Only at Black Performance Theory 2011, would the conference end with scholars dancing to Tupac n Dr. Dre’s “California Love!” The conference began with a critical performance of the constraints and conflicts created through spiritual/familiar conservatism, ending with the “freedoms” possible through and because of performance. Performance imagines and leads to “heavenly space impossible here.”
–Jeffrey McCune
I had a great time at BPT this year. The field is in such good hands with such wonderful folks coming up and through.
–E. Patrick Johnson
Dear Stephanie, I want to thank you for an incredible weekend. Not only was I intellectually edified, I also very much so felt affirmed. I look forward to attending future BPTs.
–Antonio C. Cuyler
Thank you for organizing a great BPT! I had fun. Thank you for your time and energy. Both are greatly appreciated.
–Harvey Young
Thank you so much for welcoming me into the group and for facilitating and nurturing this wonderful space. I am deeply grateful for your generosity and for all of the good learning.
–SarahJane Cervenac
That was a really fun, inspiring and productive BPT. Thank you for all your planning and fundraising. We really appreciate it and you!
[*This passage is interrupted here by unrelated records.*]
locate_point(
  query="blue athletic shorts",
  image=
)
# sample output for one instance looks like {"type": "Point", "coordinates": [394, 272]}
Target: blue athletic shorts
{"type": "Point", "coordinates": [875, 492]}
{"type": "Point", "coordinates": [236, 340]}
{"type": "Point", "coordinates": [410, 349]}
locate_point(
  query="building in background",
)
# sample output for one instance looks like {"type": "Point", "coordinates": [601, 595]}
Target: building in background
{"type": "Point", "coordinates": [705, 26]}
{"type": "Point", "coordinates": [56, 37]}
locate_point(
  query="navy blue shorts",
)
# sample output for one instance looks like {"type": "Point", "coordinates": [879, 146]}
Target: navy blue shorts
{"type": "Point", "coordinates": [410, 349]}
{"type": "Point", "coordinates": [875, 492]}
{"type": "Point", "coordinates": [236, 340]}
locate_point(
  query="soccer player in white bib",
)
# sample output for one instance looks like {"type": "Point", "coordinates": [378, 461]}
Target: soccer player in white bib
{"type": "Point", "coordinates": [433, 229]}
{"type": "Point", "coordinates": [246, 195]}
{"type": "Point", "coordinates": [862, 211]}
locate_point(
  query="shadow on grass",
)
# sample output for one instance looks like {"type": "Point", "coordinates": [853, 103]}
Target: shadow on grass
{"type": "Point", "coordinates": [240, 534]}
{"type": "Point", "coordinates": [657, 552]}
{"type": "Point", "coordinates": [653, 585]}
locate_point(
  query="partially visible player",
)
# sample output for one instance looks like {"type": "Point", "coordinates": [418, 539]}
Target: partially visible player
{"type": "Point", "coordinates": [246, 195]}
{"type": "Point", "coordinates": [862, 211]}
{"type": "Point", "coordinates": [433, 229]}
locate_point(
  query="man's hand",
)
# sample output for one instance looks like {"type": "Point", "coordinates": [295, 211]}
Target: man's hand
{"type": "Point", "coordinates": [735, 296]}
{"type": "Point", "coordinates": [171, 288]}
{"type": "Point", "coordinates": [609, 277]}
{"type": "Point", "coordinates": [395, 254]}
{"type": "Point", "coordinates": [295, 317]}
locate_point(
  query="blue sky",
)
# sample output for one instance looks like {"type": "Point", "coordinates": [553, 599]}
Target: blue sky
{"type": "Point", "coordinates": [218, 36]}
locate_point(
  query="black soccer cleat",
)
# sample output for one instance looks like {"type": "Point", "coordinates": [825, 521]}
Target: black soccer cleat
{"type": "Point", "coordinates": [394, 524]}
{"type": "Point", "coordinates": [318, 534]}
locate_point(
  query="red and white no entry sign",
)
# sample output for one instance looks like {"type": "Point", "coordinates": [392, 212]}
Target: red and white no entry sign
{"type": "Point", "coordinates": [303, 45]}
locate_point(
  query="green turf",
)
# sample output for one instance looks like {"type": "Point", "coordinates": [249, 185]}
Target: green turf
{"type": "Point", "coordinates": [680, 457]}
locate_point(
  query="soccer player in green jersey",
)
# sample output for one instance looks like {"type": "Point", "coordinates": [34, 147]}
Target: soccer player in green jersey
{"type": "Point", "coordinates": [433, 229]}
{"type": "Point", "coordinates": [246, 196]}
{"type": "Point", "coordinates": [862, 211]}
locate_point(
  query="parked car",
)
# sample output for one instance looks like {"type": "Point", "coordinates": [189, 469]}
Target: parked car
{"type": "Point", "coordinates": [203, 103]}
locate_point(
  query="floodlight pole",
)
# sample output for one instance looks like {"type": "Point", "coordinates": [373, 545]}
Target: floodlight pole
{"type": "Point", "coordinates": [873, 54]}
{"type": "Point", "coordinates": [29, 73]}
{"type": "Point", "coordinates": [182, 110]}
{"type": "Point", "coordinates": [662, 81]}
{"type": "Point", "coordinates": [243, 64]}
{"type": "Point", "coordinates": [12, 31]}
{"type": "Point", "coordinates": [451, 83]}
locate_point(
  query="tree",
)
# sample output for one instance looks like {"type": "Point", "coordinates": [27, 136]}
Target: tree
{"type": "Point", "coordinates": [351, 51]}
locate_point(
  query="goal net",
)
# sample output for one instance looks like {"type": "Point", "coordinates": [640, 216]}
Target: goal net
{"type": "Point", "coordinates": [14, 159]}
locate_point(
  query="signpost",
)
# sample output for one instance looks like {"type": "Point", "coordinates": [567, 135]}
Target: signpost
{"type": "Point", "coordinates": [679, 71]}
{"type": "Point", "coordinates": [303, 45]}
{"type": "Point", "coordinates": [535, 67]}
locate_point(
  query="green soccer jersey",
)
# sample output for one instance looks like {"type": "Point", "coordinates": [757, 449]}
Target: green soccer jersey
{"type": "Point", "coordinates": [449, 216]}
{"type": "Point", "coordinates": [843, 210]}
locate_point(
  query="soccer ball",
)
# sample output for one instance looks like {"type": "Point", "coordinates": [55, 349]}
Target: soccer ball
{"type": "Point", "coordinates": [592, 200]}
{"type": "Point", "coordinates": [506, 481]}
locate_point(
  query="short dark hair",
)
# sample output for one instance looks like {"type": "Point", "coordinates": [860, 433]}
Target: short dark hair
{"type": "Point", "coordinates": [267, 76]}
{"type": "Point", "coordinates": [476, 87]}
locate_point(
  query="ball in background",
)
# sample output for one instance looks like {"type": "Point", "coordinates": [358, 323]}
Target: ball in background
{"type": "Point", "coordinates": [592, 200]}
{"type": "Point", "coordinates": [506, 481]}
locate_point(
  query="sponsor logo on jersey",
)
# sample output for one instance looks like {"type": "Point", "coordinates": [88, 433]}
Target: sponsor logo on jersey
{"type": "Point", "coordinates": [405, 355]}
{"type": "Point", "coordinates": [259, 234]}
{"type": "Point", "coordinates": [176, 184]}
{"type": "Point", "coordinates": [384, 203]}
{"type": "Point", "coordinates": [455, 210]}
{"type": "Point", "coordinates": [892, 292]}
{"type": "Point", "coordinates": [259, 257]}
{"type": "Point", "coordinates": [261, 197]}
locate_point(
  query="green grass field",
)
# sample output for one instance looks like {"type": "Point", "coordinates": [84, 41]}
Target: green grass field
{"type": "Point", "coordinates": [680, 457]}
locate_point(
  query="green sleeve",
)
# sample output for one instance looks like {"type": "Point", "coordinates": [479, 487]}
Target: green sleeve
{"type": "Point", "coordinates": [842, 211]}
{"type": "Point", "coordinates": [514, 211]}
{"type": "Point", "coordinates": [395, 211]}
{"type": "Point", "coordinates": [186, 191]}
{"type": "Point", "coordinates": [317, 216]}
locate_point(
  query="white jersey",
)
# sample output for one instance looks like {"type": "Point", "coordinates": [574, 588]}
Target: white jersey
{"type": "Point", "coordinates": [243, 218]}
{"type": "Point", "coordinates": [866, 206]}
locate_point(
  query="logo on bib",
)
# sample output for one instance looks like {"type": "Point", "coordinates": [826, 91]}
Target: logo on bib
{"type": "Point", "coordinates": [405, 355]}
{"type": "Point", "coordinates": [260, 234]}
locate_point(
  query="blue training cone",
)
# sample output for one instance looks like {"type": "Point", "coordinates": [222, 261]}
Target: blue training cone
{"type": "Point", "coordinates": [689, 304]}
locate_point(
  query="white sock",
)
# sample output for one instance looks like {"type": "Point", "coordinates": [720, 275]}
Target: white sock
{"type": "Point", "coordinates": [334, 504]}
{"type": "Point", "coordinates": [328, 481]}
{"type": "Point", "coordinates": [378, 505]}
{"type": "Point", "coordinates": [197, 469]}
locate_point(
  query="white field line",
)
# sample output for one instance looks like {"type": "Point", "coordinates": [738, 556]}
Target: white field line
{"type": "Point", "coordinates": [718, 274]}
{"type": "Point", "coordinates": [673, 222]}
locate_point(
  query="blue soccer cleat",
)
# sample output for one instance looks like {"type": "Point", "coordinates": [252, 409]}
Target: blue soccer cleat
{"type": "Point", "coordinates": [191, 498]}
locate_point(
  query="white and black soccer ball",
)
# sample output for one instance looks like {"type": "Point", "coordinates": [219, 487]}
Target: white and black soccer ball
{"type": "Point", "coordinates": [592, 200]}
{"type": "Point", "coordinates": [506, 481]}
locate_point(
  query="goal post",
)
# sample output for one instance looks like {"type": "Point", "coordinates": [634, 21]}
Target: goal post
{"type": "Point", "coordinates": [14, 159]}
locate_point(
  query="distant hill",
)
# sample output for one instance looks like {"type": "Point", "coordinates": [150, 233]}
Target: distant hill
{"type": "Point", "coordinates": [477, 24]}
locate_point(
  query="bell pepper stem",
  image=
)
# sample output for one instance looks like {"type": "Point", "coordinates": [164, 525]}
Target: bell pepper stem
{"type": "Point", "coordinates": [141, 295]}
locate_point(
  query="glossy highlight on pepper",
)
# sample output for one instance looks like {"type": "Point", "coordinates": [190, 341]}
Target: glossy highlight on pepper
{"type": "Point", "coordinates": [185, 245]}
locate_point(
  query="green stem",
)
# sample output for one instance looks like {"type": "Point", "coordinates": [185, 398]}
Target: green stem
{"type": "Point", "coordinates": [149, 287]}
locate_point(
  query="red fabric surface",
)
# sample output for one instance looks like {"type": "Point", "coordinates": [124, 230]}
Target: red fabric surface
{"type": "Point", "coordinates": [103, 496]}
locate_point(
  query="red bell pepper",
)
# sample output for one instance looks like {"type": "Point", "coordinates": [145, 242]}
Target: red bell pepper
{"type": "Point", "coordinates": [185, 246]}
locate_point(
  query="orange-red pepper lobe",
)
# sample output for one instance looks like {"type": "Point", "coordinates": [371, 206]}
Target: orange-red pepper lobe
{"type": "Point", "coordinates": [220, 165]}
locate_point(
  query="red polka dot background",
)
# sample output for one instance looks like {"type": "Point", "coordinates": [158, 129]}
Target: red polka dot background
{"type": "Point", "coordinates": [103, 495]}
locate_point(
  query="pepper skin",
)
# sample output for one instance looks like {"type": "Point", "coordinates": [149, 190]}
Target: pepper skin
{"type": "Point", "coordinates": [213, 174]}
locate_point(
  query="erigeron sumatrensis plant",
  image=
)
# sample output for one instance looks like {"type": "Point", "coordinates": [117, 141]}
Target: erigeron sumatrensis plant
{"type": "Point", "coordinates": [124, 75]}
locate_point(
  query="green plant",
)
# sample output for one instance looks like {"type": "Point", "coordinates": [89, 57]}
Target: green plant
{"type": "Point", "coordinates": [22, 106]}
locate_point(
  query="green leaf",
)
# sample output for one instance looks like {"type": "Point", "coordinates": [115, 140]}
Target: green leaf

And, I look forward to the opportunities that come out of this meeting as well as our future BPT endeavors.
–Rashida K. Braggs
Stephanie, Thank you much for all of your hard work and making us feel welcome at BPT/UCSB! I am very inspired and excited to meet so many scholar/artists working in this field. I look forward to keeping in touch.
–Monica Ndounou
Since 2000, each event has received funding and administrative support from SLIPPAGE: Performance|Culture|Technology, the research group founded by Thomas DeFrantz at MIT.
The group functions as a site for intellectual creativity, for communal consideration of foundational concepts in performance theory, and as a much-needed opening into the space of performance discourse as it might be inflected black.